Tout le monde imagine aisément que quelque que soit le vainqueur de l'élection présidentielle en 2027, Emmanuel Macron décidera de se représenter en 2032. En admettant qu'en 2027 le nouveau président élu soit du Parti renaissance ou d'Horizon, il faudrait qu'en 2032 le président sortant accepte de ne pas se représenter pour laisser la place libre à Macron. Nous nageons là en pleine politique fiction. Le Français électeur n'est pas si naïf que cela pour ne pas voir l'insupportable comédie électorale.

Pas si vite, il existe une troisième option. Celle du ballon d'essai lancé par Macron avec le coup de main de Ferrand.

Pour quoi faire me direz-vous, eh bien pour observer la danse du ventre des ambitieux qui rêvent de devenir calife à la place du calife ?
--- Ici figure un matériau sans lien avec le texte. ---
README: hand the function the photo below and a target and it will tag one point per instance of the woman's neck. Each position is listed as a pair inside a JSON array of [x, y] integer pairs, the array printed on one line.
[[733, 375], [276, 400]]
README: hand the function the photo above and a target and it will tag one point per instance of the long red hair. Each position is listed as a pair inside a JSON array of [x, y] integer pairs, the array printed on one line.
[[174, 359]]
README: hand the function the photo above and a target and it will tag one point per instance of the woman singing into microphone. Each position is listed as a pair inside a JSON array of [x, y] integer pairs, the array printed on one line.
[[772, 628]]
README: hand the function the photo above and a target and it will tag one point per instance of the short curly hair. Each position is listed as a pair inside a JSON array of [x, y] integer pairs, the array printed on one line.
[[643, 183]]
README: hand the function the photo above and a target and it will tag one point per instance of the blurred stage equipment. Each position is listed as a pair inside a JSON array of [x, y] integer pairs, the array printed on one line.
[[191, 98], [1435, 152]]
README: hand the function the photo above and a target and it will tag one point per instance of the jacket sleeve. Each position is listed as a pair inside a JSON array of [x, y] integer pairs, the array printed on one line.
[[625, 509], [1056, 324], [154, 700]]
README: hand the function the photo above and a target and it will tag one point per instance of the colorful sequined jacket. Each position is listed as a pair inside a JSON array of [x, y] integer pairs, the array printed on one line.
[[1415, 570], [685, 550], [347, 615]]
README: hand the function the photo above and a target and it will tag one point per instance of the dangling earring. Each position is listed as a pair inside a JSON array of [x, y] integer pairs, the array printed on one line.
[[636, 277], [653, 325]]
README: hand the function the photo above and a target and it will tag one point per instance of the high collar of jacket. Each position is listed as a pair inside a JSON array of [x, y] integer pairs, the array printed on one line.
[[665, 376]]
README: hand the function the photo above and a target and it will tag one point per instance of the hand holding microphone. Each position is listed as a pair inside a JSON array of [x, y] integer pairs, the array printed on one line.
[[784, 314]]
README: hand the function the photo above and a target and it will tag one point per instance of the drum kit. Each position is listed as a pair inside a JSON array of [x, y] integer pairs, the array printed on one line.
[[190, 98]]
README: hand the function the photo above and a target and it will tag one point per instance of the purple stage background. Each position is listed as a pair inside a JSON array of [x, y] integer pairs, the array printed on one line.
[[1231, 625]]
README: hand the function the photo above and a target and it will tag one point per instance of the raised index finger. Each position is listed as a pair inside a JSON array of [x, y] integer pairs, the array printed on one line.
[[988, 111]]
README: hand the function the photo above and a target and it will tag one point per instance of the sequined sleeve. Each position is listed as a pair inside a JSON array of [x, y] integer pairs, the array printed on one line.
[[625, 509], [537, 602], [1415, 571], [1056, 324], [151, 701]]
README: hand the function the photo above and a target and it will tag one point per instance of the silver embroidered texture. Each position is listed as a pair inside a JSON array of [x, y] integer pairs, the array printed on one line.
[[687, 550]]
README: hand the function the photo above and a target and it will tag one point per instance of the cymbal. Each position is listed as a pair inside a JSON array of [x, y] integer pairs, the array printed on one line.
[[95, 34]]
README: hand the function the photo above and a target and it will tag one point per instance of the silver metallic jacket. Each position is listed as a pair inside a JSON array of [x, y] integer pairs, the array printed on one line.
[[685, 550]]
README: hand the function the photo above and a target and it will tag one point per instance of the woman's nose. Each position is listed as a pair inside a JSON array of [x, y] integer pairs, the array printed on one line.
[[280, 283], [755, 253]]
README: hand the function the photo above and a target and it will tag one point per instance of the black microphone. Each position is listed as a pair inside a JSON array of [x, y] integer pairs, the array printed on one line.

Surtout que personne ne sait encore comment sera désigné le futur candidat du Parti Renaissance. Macron, sera-t-il le faiseur de roi, celui qui pousse les pions dans une compétition sans merci entre les prétendants au sacre. Pourrait-on envisager une sorte de pacte avec l'un des candidats pour organiser le passage de relai en 2032. Qui donc pourrait y croire ? "Impossible n'est pas français" aurait dit Napoléon 1ᵉʳ, un modèle de notre Macron bonapartiste. Dans le cas qui nous occupe, la parole de Ferrand serait plutôt du niveau d'un petit Machiavel, mais sûrement pas du hasard.

Note de P.

Et les Français deux fois floués par le culot du tyran?

Gageons que dans tous les cas, soit le peuple martyrisé par la folie destructrice sociale de Jupin, soit les ventres mous de la gauche, finiront bien par se réveiller, et s'unir pour trouver la solution et faire gicler le despote du palais républicain où il a installé impunément son trône!!